Start taking teen mental health more seriously

Mental illness rates are increasing every day especially in teens. According to “Mental Health America” mental health in youth is worsening, even as we speak. The percentage of mental health problems has risen significantly in the past decade. Although adults also struggle with mental illness, studies have said there has been no major increase in adults compared to teens according to the CBHSQ Report. Because of this increase the suicide rates in young adolescents have increased as well. This is a major problem that needs to be resolved, otherwise the rates will continue to rise.
From a teenager’s perspective, life is challenging. This is the time when we are pressured to figure out our lives, our grades basically determine our future, we get jobs to start paying bills on our own. We are pressured to not make any mistakes because we should “ be old enough to know better.”
From a parents perspective, teenage problems are not as advanced compared to a parent’s reasons to be stressed. This is where problems arise. Society needs to stop comparing one another’s problems because every emotion, every problem, every reason for someone’s feeling is valid. And that is what society needs to understand: everyone has their own problems, everyone has their own emotions, everyone has their own story.
Why are teens so scared to admit they are suffering and battling with their everyday emotions on their own inside their head?

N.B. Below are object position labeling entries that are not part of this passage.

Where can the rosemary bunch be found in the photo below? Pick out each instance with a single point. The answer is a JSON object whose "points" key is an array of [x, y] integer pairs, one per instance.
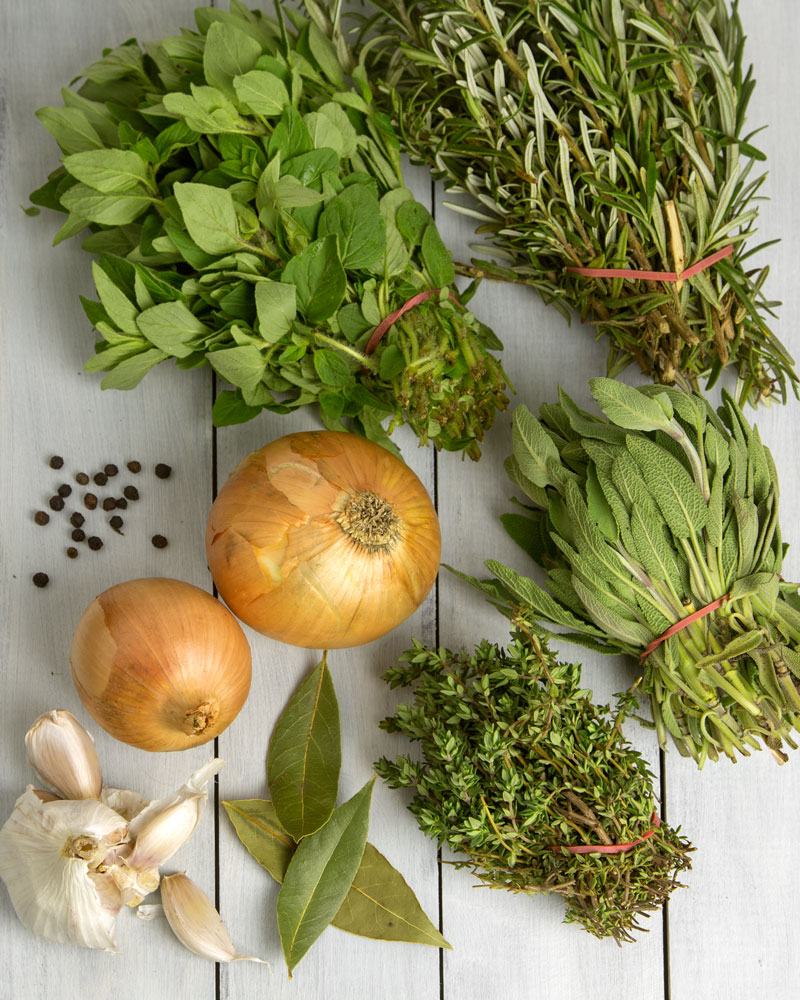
{"points": [[519, 765], [249, 210], [602, 134], [643, 518]]}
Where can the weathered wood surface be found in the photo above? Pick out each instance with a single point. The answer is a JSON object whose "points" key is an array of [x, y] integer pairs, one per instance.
{"points": [[729, 935]]}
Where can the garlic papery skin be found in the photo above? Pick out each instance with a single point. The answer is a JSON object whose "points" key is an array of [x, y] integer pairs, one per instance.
{"points": [[196, 923], [64, 755], [51, 858]]}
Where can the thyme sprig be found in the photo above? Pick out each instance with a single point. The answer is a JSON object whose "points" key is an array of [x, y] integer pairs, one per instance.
{"points": [[600, 133], [518, 764]]}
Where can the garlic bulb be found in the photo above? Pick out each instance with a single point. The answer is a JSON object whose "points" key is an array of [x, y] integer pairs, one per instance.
{"points": [[323, 539], [51, 858], [195, 921], [160, 664], [64, 755]]}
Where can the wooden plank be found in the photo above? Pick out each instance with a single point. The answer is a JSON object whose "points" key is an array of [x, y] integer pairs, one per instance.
{"points": [[49, 406], [339, 965]]}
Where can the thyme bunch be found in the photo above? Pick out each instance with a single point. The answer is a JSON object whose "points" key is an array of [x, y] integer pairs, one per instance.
{"points": [[602, 134], [519, 764]]}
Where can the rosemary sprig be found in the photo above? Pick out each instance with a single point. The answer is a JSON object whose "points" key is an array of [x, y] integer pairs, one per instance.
{"points": [[518, 765], [599, 133]]}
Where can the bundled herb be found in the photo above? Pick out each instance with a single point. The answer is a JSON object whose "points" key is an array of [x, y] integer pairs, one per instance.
{"points": [[663, 509], [521, 772], [316, 850], [249, 212], [601, 134]]}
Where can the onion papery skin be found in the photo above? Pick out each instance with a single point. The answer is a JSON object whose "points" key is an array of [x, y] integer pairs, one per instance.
{"points": [[283, 561], [160, 664]]}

Why do teens continue to hide behind a mask? It all boils down to one answer in the end which is “it’s not that big of a deal and no one will understand.”
Many people think depression just means you are sad. Anxiety means you’re just nervous. Having an eating disorder means you are just a picky eater. Separation anxiety means you’re just clingy. OCD means that you can’t stand a curved line. These are all stereotypes that society has succeeded at putting on serious mental health issues. That is why teens have a difficult time admitting to their peers, especially their parents, because they claim that they will not understand and avoid embarrassment. As a society altogether, we have not educated ourselves to understand the signs of a mental illness and learn how to give support to one who is suffering.
According to Penn Medicine, signs of depression can include changes in sleep, constantly feeling guilty, changes in energy levels, changes in motivation to normal desires in life, and feeling hopeless. These symptoms can be easily mistaken for typical teenage hormonal changes. Which is why society, especially parents, brush off these symptoms.
Having a mental illness is not a choice. You don’t just wake up and decide “I want to feel like this.” Having mental illness problems can drown you. It can feel like you are being unheard, like there is a wall between yourself and the outside world. It can feel like there is no way of escaping the dark tunnel you’re in. But the outcomes can be even more unnoticed.
Sometimes teens feel so depressed that they consider ending their lives. According to the CDC, each year, almost 5,000 young people, ages 15 to 24, kill themselves. The rate of suicide for this age group has nearly tripled since 1960, making it the third leading cause of death in adolescents and the second leading cause of death among college-age youth. So how can we change this?
According to DLCanxiety here are some ways that we as a society can do as an individual to make a difference. Provide validation when they express how they are feeling, be willing to only listen, learn how to spot the signs, encourage your full support, help create a low stress environment, and don’t begin conversations with “well, have you tried…” Avoid the temptation to give advice by comparing your problems to theirs and changing the subject to yourself. Also, encouraging a free judgement environment. Lastly, be open to solutions such as therapy or treatments.
But what can schools do to assist? Schools do have a counselor but it is more for academic purposes. Schools should provide a therapist or a counselor specifically for teens who need help with talking about their emotions – a trained therapist who has the resources with them and on hand. Many teens also do not want to reach out for help due to having to go through their parents. If there is a therapist at school kids could go visit them anytime during the school day in a comfortable and private environment.
If you are affected by mental illness then you know the feeling. If you are not aware of the feeling, educate yourself before you take action. You don’t know what they are fighting. Be the solution, not the cause and let’s make a change together.